Using Internet of Things (IoT)-based systems to automate temperature monitoring in refrigerators and freezers offers several benefits to restaurants. Following we look at how automated temperature monitoring works and how to get started with IoT.
How it Works: Automated Temperature Monitoring in Action
IoT-based systems use sensors to continuously monitor temperatures in refrigerators and freezers. These sensors are mounted inside the cold storage units in the warmest part of the unit, typically near the door or opening. The sensors collect temperature readings periodically and transmit the data to the cloud. As the data is recorded, the system can detect and report any anomalies.
If the conditions inside a refrigerator or freezer fall outside of predetermined thresholds, managers and staff can be notified (via text, email, or in-store apps) so they can take quick corrective actions outlined in their risk mitigation plans. In addition, the data that is recorded and stored can be analyzed to help identify trends that can be used to inform maintenance schedules and make operations more efficient. For example, the data may show how many years (on average) a refrigerator will last before it fails, so an organization can plan to buy replacement units before a failure occurs.
Benefits of Automated Temperature Monitoring
The positive impacts of automated temperature monitoring, enabled by IoT, are often realized in four key areas:
Food Safety. Maintaining a controlled environment in refrigerators, freezers, and other food storage areas reduces the risk of spoilage. By automating the monitoring process, organizations can keep a continuous watch on cold storage units and alert staff if temperatures rise above predetermined thresholds, allowing them to take immediate corrective action based on their risk mitigation processes. This is particularly beneficial in situations where a refrigerator door might be kept open too long, a freezer door is not entirely shut, or during a power outage.
Regulatory compliance. Regulatory agencies require reporting of food safety compliance. Typically, this is a human-driven process, with manual checks of thermometers and handwritten logs. IoT technologies that automatically monitor and record temperatures provide easy reporting of temperature levels over time. This streamlined process makes it much faster—and easier—to demonstrate compliance.
Efficiency. Automated temperature monitoring can make back-of-house restaurant processes more efficient by eliminating the manual “check and record” processes mentioned above. This frees up staff time to focus on other important tasks, such as serving customers.

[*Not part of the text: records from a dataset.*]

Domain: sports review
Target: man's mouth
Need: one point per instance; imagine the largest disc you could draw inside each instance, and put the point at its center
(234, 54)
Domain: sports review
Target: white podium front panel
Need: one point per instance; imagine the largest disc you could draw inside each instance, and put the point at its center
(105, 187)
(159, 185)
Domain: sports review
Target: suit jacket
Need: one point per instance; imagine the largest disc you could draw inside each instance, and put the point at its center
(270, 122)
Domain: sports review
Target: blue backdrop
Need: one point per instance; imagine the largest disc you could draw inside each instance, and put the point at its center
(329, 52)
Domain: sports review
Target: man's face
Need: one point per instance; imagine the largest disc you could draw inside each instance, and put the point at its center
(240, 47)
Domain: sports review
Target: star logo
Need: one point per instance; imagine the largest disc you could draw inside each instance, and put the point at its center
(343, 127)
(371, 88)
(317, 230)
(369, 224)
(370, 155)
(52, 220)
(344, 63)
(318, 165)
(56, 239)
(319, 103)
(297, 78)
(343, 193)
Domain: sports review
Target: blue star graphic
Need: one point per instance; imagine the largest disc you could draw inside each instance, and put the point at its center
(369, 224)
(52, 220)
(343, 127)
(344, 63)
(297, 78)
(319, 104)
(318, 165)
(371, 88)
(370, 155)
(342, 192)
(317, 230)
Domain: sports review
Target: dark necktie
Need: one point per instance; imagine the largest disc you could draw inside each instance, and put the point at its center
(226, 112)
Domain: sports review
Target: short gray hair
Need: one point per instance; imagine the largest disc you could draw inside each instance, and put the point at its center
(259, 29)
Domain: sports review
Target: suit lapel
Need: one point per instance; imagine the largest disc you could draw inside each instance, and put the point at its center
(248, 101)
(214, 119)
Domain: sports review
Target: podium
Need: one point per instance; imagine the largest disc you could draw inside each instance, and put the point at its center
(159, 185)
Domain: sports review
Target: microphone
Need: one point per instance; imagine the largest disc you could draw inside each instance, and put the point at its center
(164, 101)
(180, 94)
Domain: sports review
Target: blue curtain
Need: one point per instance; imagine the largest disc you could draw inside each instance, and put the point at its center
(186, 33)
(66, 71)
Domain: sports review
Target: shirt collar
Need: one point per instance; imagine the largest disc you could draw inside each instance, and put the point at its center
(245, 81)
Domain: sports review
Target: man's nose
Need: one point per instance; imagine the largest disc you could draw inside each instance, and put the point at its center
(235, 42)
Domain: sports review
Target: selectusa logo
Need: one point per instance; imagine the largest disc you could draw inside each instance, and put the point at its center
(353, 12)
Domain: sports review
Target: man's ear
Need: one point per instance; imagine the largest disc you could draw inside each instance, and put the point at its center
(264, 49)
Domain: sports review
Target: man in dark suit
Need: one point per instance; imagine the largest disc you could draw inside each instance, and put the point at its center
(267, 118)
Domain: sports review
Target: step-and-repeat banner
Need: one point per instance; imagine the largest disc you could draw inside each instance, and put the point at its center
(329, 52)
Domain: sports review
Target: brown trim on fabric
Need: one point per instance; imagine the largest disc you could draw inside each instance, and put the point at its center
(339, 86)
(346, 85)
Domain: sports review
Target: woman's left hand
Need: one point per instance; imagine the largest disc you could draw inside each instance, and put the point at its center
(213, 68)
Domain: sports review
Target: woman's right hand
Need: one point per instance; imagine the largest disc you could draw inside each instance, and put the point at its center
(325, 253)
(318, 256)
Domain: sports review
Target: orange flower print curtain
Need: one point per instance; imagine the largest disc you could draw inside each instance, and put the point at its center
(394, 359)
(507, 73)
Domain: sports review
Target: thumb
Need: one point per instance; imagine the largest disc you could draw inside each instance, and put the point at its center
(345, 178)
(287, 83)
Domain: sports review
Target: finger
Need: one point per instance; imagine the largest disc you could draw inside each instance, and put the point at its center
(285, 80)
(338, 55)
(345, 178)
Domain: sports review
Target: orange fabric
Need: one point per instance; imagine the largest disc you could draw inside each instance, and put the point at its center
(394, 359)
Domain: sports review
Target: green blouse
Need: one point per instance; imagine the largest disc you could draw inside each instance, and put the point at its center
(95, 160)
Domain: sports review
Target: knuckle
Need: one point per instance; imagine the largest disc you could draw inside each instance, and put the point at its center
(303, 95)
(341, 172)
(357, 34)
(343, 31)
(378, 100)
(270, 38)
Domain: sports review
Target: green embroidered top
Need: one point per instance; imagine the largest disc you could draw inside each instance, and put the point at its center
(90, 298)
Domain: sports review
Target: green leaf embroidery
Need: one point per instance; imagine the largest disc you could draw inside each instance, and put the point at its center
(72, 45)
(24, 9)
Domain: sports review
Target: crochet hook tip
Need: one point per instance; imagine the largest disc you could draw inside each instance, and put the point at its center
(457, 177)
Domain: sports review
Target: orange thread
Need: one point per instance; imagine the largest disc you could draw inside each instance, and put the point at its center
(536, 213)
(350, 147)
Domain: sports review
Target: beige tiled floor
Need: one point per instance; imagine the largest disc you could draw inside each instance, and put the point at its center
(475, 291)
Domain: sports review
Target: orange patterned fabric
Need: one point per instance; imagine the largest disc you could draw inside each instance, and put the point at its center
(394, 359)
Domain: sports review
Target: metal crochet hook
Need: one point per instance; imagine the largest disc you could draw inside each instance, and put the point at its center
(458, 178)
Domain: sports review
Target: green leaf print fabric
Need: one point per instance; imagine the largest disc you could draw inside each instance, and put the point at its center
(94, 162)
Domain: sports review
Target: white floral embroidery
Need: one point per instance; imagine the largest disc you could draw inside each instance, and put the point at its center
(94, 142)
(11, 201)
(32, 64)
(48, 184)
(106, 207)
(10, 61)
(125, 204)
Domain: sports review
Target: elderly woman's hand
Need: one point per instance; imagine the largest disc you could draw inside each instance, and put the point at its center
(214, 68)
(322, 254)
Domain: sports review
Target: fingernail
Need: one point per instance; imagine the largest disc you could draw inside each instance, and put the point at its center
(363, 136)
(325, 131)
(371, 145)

Sustainability. By reducing food waste due to spoilage, automated temperature monitoring supports sustainability goals.
How to Get Started
With a wide range of IoT devices and systems available, selecting the right one can be overwhelming. How can you get started? First, identify your organization’s overall goals in incorporating the new technologies, and then review those high-level goals as you investigate options. Here are some criteria to consider:
Device selection: When selecting IoT devices, one size does not fit all. Different devices deliver varying degrees of functionality. Some devices support a single use case, while others have multiple sensors to enable diverse use cases for scalability. Another consideration is battery life. Seek devices that offer extended battery life by leveraging user-replaceable batteries designed for low temperature environments. Other features to look for include use of food-grade plastics and support for firmware updates over the air (FUOTA).
Wireless technology: To effectively penetrate dense refrigerator materials (typically metal), most food service operators are using the open standard, LoRaWAN due to its ability to penetrate walls and maximize battery life.
Data caching: In the event of an interruption in connectivity, you must know what the refrigerator or freezer temperatures were during the outage. Some devices and gateways can cache data and resend as soon as they reconnect, while others cannot. Temperature data caching is critical for applications related to food safety, so be sure to ask for this during the research and evaluation process.
Deployment capabilities: Deployments are complex, and a provider that can navigate deployments at scale is vital. It is important to look at each provider’s technology offerings, installation, and deployment capabilities.
There are many benefits to using IoT to deliver automated temperature monitoring, and these benefits extend beyond food safety to sustainability and improved efficiency. They key is to identify the right devices for your organization’s specific needs.